Leider
steht der Circus nicht auf dem Volksfestplatz dieser
33.000-Einwohner-Stadt im Nordosten Baden-Württembergs
(Landkreis Schwäbisch Hall), sondern – wie all die Jahre zuvor –
auf einer Wiese im Gewerbegebiet Rossfeld. Das Gelände ist
gerade zu dieser Jahreszeit sicher nicht ideal, die
Parksituation schwierig, eine „Brücke“ aus mit Teppich belegten
Holzpaletten führt vom asphaltierten Weg über den Wiesenplatz
zum Circuseingang. Dank eines
Bodenbelags aus Rindenmulch kann man sich in den Zelten jedoch
trockenen Fußes bewegen. Im Chapiteau erstrecken sich hinter den
weißen Logenbrüstungen mit goldenem Dekor und Lämpchen drei
Reihen Logenstühle und ein fünfreihiges Holzbankgradin ohne
Rückenlehnen. Vor dem geschmackvollen, samtroten Artisteneingang
ist das Musikerpodium platziert.
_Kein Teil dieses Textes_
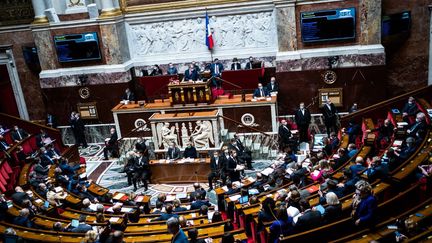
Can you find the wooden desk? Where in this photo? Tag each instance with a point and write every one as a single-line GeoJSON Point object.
{"type": "Point", "coordinates": [189, 92]}
{"type": "Point", "coordinates": [175, 172]}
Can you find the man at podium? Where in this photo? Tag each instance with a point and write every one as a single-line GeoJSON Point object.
{"type": "Point", "coordinates": [261, 92]}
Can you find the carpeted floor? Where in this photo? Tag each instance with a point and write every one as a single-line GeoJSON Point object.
{"type": "Point", "coordinates": [109, 174]}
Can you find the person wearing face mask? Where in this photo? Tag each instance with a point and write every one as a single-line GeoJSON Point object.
{"type": "Point", "coordinates": [173, 226]}
{"type": "Point", "coordinates": [419, 125]}
{"type": "Point", "coordinates": [171, 69]}
{"type": "Point", "coordinates": [173, 152]}
{"type": "Point", "coordinates": [273, 86]}
{"type": "Point", "coordinates": [249, 65]}
{"type": "Point", "coordinates": [111, 145]}
{"type": "Point", "coordinates": [217, 167]}
{"type": "Point", "coordinates": [18, 134]}
{"type": "Point", "coordinates": [260, 92]}
{"type": "Point", "coordinates": [156, 70]}
{"type": "Point", "coordinates": [302, 119]}
{"type": "Point", "coordinates": [191, 74]}
{"type": "Point", "coordinates": [410, 109]}
{"type": "Point", "coordinates": [190, 151]}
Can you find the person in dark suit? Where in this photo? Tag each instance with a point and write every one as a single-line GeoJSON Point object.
{"type": "Point", "coordinates": [173, 152]}
{"type": "Point", "coordinates": [23, 219]}
{"type": "Point", "coordinates": [171, 69]}
{"type": "Point", "coordinates": [191, 74]}
{"type": "Point", "coordinates": [419, 125]}
{"type": "Point", "coordinates": [410, 109]}
{"type": "Point", "coordinates": [82, 227]}
{"type": "Point", "coordinates": [142, 171]}
{"type": "Point", "coordinates": [128, 95]}
{"type": "Point", "coordinates": [284, 135]}
{"type": "Point", "coordinates": [333, 210]}
{"type": "Point", "coordinates": [309, 219]}
{"type": "Point", "coordinates": [199, 201]}
{"type": "Point", "coordinates": [140, 146]}
{"type": "Point", "coordinates": [156, 70]}
{"type": "Point", "coordinates": [111, 144]}
{"type": "Point", "coordinates": [79, 131]}
{"type": "Point", "coordinates": [273, 86]}
{"type": "Point", "coordinates": [18, 134]}
{"type": "Point", "coordinates": [51, 121]}
{"type": "Point", "coordinates": [167, 214]}
{"type": "Point", "coordinates": [364, 205]}
{"type": "Point", "coordinates": [190, 151]}
{"type": "Point", "coordinates": [302, 119]}
{"type": "Point", "coordinates": [235, 65]}
{"type": "Point", "coordinates": [217, 168]}
{"type": "Point", "coordinates": [4, 145]}
{"type": "Point", "coordinates": [261, 92]}
{"type": "Point", "coordinates": [330, 116]}
{"type": "Point", "coordinates": [250, 64]}
{"type": "Point", "coordinates": [231, 166]}
{"type": "Point", "coordinates": [357, 168]}
{"type": "Point", "coordinates": [40, 138]}
{"type": "Point", "coordinates": [19, 196]}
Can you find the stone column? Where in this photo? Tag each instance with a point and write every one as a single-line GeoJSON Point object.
{"type": "Point", "coordinates": [370, 22]}
{"type": "Point", "coordinates": [430, 47]}
{"type": "Point", "coordinates": [109, 9]}
{"type": "Point", "coordinates": [286, 25]}
{"type": "Point", "coordinates": [39, 9]}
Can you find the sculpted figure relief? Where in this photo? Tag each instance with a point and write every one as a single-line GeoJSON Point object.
{"type": "Point", "coordinates": [188, 35]}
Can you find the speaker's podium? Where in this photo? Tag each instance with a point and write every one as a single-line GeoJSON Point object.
{"type": "Point", "coordinates": [190, 92]}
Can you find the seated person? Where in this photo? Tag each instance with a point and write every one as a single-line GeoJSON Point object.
{"type": "Point", "coordinates": [128, 95]}
{"type": "Point", "coordinates": [261, 92]}
{"type": "Point", "coordinates": [410, 109]}
{"type": "Point", "coordinates": [309, 219]}
{"type": "Point", "coordinates": [365, 205]}
{"type": "Point", "coordinates": [111, 145]}
{"type": "Point", "coordinates": [23, 219]}
{"type": "Point", "coordinates": [167, 214]}
{"type": "Point", "coordinates": [377, 169]}
{"type": "Point", "coordinates": [190, 151]}
{"type": "Point", "coordinates": [273, 86]}
{"type": "Point", "coordinates": [235, 65]}
{"type": "Point", "coordinates": [18, 134]}
{"type": "Point", "coordinates": [82, 227]}
{"type": "Point", "coordinates": [419, 125]}
{"type": "Point", "coordinates": [191, 74]}
{"type": "Point", "coordinates": [385, 132]}
{"type": "Point", "coordinates": [171, 69]}
{"type": "Point", "coordinates": [406, 151]}
{"type": "Point", "coordinates": [173, 152]}
{"type": "Point", "coordinates": [4, 145]}
{"type": "Point", "coordinates": [42, 139]}
{"type": "Point", "coordinates": [155, 71]}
Die gesamte Vorstellung über –
von der Schlussnummer abgesehen – begleitet die musikalische
Familie Frank dieses Programm komplett mit guter Livemusik, mit
Schlagzeug, Orgel und Bläsern in wechselnder Formation. Mit
jeweils drei LED-Scheinwerfern plus Moving Head an jedem Mast sowie dem
Verfolger wird, ergänzt um viel Theaternebel, gutes Licht
gemacht.
Michael Bados, Duo
Wolf,
Iveta Wolf
Im Prolog
der flott und flüssig, ohne größere Umbaupausen ablaufenden
Vorstellung verlesen der Weihnachtsmann und ein Kind
Weihnachtsbriefe und verkünden das Ziel, die „Weihnachtsfreude
nach Crailsheim zu bringen“, ehe ein buntes Opening mit
Schlitten, dem kleinen hauseigenen Ballett und weiteren
Figuranten folgt; auch die Einleitung zur Pause ist pfiffig
gestaltet. Als erste Nummer ist das tschechische Duo Wolf mit
einer ansprechenden Arbeit an den Strapaten zu sehen; die
Partnerin Iveta Wolf kehrt nach der Pause noch mal mit einer
klassischen Nummer an roten Tüchern wieder. Der Sohn der Wolfs,
Michael Bados, erweist sich als schneller, sicherer und
vielseitiger Jongleur. Bis zu sieben Bälle und sieben Keulen
hält er in der Luft, außerdem bis zu neun Ringe. Bei der
Jonglage mit neun Ringen nimmt er die letzten beiden von
„Halterungen“ an seinem Gürtel auf, als sich die anderen bereits
in der Luft befinden. Bei den Ring- und Keulenjonglage lässt
Michael Bados zum Teil noch einen Ball auf seinem Kopf dopsen
oder balanciert auf selbigem ein Metallgestell.
Hynek Navratil,
Duo Mystic, Ludwig Navratil
Erschwert
wurden die Vorbereitungen für diesen Weihnachtscircus – wie auch
andernorts in dieser Saison – von der Absage einiger Artisten,
u.a. der vorgesehenen Hochseiltruppe. So mussten in letzter
Minute neue Artisten verpflichtet werden – und wurde
hochwertiger Ersatz gefunden. Die Brüder Ludwig und Hynek
Navratil vom tschechischen Cirkus Humberto steuerten zwei
Darbietungen bei. In rasantem Tempo jongliert Ludwig Navratil
bei seiner Antipodennummer mit Händen und Füßen u.a. fünf
Fußbälle und später zwei Walzen. Zum Abschluss lässt er einen
Fußball über drei Plattformen an die Spitze eines Metallgestells
tanzen, das an seinen Füßen befestigt ist. In Sachen
Leistungsstärke herausragend ist dann die Handstandarbeit von
Hynek Navratil. Nach u.a. langen Passagen auf nur einem Arm
beeindruckt insbesondere sein Schlusstrick. Hier geht er im
Handstand auf Stelzen die Treppe des Piedestals hinab und lässt
dabei noch einen Stab auf seinen Füßen kreisen! Nach diesem
Highlight vor der Pause bleibt dem Duo Mystic, das u.a. schon in
Sarrasanis Dinnershow zu sehen war, die Ehre der Schlussnummer.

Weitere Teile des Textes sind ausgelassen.